Either way, the end of 2018 calls for a recap – and I’m actually excited to look back at my Top 10 Films of the year for a change.
A few things to go over before we hop into my Top 10. As a general disclaimer, only movies I have seen this year are eligible for consideration on my Top 10 list. Contrary to popular belief, I have not seen every film that was released this year, and it is very possible that I have missed one or two movies that may deserve to be on this list. For instance, I have heard nothing but praise for Alfonso Cuaron’s Spanish family drama Roma, and it even made Del Toro’s top five movies of all time. But since it was a limited release, I have not had the opportunity to watch Roma yet (and from the looks of it, many others haven’t as well considering that it’s grossed less than $2 million). For that reason, Roma and many others will not be on this list solely because I have not seen them.
Also keep in mind that this is not the end-all, be-all best movies of the year. This is my personal Top 10 favorite movies of the year. Because of this, many popular titles from the year won’t be on this list, and indeed many releases will be on this list that you will probably disagree with. For instance, Avengers: Infinity War was the highest-grossing movie of the year at $2 billion, a world-breaking record for cinema and the Marvel Cinematic Universe. While I enjoyed Infinity War and gave it praise for reaching into bold new directions for the superhero genre, I felt the ending made it way too obvious that the movie’s repercussions are not permanent and will be undone by the time Avengers: Endgame rolls around later this year.
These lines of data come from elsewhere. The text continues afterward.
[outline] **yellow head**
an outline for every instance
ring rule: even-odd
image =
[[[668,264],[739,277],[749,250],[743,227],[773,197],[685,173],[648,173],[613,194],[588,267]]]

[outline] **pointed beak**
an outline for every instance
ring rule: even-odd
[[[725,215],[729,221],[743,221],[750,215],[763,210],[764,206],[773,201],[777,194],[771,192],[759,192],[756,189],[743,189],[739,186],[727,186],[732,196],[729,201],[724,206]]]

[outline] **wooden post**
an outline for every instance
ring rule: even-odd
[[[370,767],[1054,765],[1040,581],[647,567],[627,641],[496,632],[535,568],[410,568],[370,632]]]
But if you’re bothered by that exclusion, don’t worry – two other Marvel movies came out this year that I enjoyed more than Infinity War, and they’re both at the top of my list.
Either way, 2018 is over, and there’s a lot to go through before the new year. Let’s hop into my Top 10 films of the year, starting with…
A heartfelt and hilarious look into Asian culture that gives some desperately needed representation in the movie industry. When Rachel Chu (Constance Wu) gets invited by her boyfriend Nick (Henry Golding) to travel to Singapore for his best friend’s wedding, she quickly learns how affluent his family is and how high of expectations they have for her and Nick’s relationship. Now caught up in the whirlwind of family drama, Rachel needs to prove her worth to Nick’s family – a bunch of Crazy Rich Asians. The cast in this movie is exceptional, with Michelle Yeoh being straight-up chilling as Nick’s mother while hip-hop artist Awkwafina is responsible for a barrel of much-needed laughs to break up the drama. But the heart of this story lies with the intrigue and sensationalism of Chinese culture, and director Jon Chu knocks it out of the park with the style and pizzaz of Singapore while also demonstrating the high-strung personalities that can come with an insanely wealthy lifestyle. Yeah, the notes are a little too similar to the rest of the rom-com genre, but the chemistry of its leads is so infectious that its familiarities are easily forgivable. I added Singapore to my “travel destinations” list after watching this movie. Three and a half stars.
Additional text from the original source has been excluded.